The Canadian-based financial services giant Sun Life Financial is undoubtedly a company that embraces diversity and inclusion. Yet as another casualty of poor spelling in business, the company evidently does not want employees who are wood.
That’s the implication in an Indeed job posting by Sun Life dated May 28, 2018, for a Digital Marketing Specialist.
Three paragraphs into the job description, the ad writer describes the ideal candidate as “someone that is never board as you keep yourself busy.”

If you’re encountering the English language for the first time, the word board is a noun denoting a long, thin piece of wood.
The adjective bored denotes a feeling of unhappiness caused by something that is completely uninteresting.

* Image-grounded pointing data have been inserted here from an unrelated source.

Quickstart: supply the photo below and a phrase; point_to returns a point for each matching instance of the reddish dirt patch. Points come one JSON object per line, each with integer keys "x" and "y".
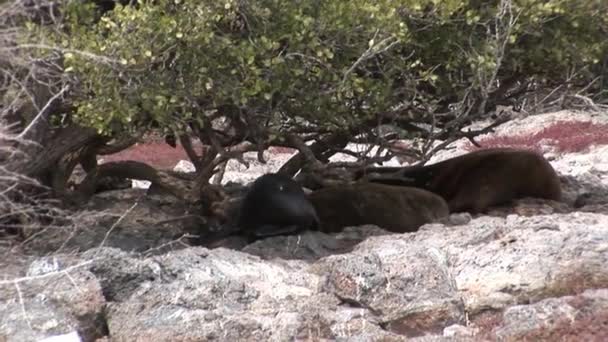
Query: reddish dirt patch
{"x": 158, "y": 154}
{"x": 568, "y": 136}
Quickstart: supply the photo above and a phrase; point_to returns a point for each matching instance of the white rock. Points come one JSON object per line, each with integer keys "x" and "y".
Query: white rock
{"x": 184, "y": 166}
{"x": 70, "y": 337}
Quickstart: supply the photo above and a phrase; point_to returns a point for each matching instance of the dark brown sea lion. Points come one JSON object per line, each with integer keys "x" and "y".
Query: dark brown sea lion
{"x": 394, "y": 208}
{"x": 274, "y": 204}
{"x": 480, "y": 179}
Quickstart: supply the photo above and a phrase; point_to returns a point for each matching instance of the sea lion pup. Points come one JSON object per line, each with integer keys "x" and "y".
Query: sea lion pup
{"x": 395, "y": 208}
{"x": 480, "y": 179}
{"x": 275, "y": 204}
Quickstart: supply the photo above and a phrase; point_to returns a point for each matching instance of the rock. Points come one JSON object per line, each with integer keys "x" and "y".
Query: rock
{"x": 583, "y": 318}
{"x": 127, "y": 219}
{"x": 312, "y": 245}
{"x": 410, "y": 289}
{"x": 497, "y": 262}
{"x": 54, "y": 297}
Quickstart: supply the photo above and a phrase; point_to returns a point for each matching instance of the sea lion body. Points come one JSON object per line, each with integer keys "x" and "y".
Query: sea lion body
{"x": 275, "y": 204}
{"x": 394, "y": 208}
{"x": 480, "y": 179}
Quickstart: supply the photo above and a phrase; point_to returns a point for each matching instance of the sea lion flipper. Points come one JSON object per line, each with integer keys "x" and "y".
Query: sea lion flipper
{"x": 272, "y": 230}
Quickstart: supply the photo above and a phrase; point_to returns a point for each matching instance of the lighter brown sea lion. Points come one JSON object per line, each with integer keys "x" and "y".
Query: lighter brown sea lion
{"x": 480, "y": 179}
{"x": 394, "y": 208}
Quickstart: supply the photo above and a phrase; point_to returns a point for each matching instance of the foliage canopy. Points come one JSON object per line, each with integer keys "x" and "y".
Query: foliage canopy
{"x": 332, "y": 63}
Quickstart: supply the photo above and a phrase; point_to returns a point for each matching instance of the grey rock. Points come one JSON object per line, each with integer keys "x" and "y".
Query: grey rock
{"x": 53, "y": 297}
{"x": 410, "y": 289}
{"x": 583, "y": 317}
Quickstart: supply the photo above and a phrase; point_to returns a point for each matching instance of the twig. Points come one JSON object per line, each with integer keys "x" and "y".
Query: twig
{"x": 41, "y": 115}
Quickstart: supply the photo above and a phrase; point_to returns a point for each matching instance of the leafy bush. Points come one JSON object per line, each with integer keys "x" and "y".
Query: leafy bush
{"x": 330, "y": 63}
{"x": 291, "y": 73}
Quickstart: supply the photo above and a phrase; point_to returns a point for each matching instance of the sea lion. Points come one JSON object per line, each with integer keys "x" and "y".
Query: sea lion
{"x": 394, "y": 208}
{"x": 480, "y": 179}
{"x": 274, "y": 204}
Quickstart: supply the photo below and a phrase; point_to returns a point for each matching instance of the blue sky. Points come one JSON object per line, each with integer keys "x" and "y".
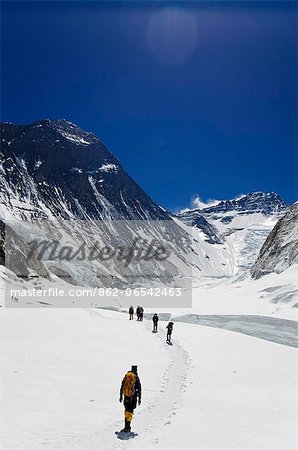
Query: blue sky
{"x": 193, "y": 98}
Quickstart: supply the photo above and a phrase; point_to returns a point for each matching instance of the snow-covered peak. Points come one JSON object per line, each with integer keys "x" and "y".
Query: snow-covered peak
{"x": 255, "y": 202}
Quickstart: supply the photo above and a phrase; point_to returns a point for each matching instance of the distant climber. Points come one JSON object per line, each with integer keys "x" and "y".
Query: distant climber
{"x": 131, "y": 311}
{"x": 138, "y": 313}
{"x": 169, "y": 332}
{"x": 131, "y": 389}
{"x": 155, "y": 320}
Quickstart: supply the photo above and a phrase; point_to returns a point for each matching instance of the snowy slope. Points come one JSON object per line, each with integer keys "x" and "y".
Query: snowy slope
{"x": 214, "y": 389}
{"x": 236, "y": 228}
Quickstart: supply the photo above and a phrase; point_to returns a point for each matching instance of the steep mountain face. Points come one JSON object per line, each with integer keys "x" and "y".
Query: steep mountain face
{"x": 280, "y": 249}
{"x": 237, "y": 228}
{"x": 53, "y": 167}
{"x": 61, "y": 186}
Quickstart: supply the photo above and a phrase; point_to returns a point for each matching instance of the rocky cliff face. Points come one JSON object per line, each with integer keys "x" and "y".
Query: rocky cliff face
{"x": 61, "y": 186}
{"x": 54, "y": 167}
{"x": 280, "y": 249}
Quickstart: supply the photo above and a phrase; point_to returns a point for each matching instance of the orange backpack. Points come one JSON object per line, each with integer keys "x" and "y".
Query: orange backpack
{"x": 129, "y": 384}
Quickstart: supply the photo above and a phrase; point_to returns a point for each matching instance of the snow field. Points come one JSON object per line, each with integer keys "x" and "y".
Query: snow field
{"x": 61, "y": 371}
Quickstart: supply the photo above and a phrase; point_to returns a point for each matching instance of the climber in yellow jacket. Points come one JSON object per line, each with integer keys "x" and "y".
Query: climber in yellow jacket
{"x": 131, "y": 390}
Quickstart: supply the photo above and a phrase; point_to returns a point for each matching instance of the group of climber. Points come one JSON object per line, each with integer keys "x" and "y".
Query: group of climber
{"x": 155, "y": 319}
{"x": 131, "y": 388}
{"x": 139, "y": 313}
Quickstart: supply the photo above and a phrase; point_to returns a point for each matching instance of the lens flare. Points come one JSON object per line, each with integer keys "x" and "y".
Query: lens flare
{"x": 172, "y": 36}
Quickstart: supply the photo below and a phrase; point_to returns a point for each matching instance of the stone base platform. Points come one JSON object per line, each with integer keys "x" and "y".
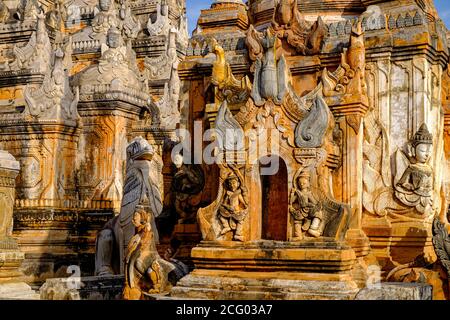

By using the noun "board” instead of the adjective bored, the writer may as well have written the following:
Dear candidate. Please do not apply if you turn yourself into a piece of wood while working. As an equal-opportunity employer who recognizes the value of people who can turn themselves into objects, we respect and admire your ability. Even so, it just won’t work for us.
To its credit, the job description does go on to describe Sun Life as an environment where “colleagues recognize potential, and encourage each other to perform at the highest level.”
To help reduce the negative impact that poor writing has on businesses, one can only hope that the day comes soon when someone will say, “I want to encourage you to perform at your highest level. That’s why I have to tell you. It’s bored, not board. But you’ll get it. You have potential.”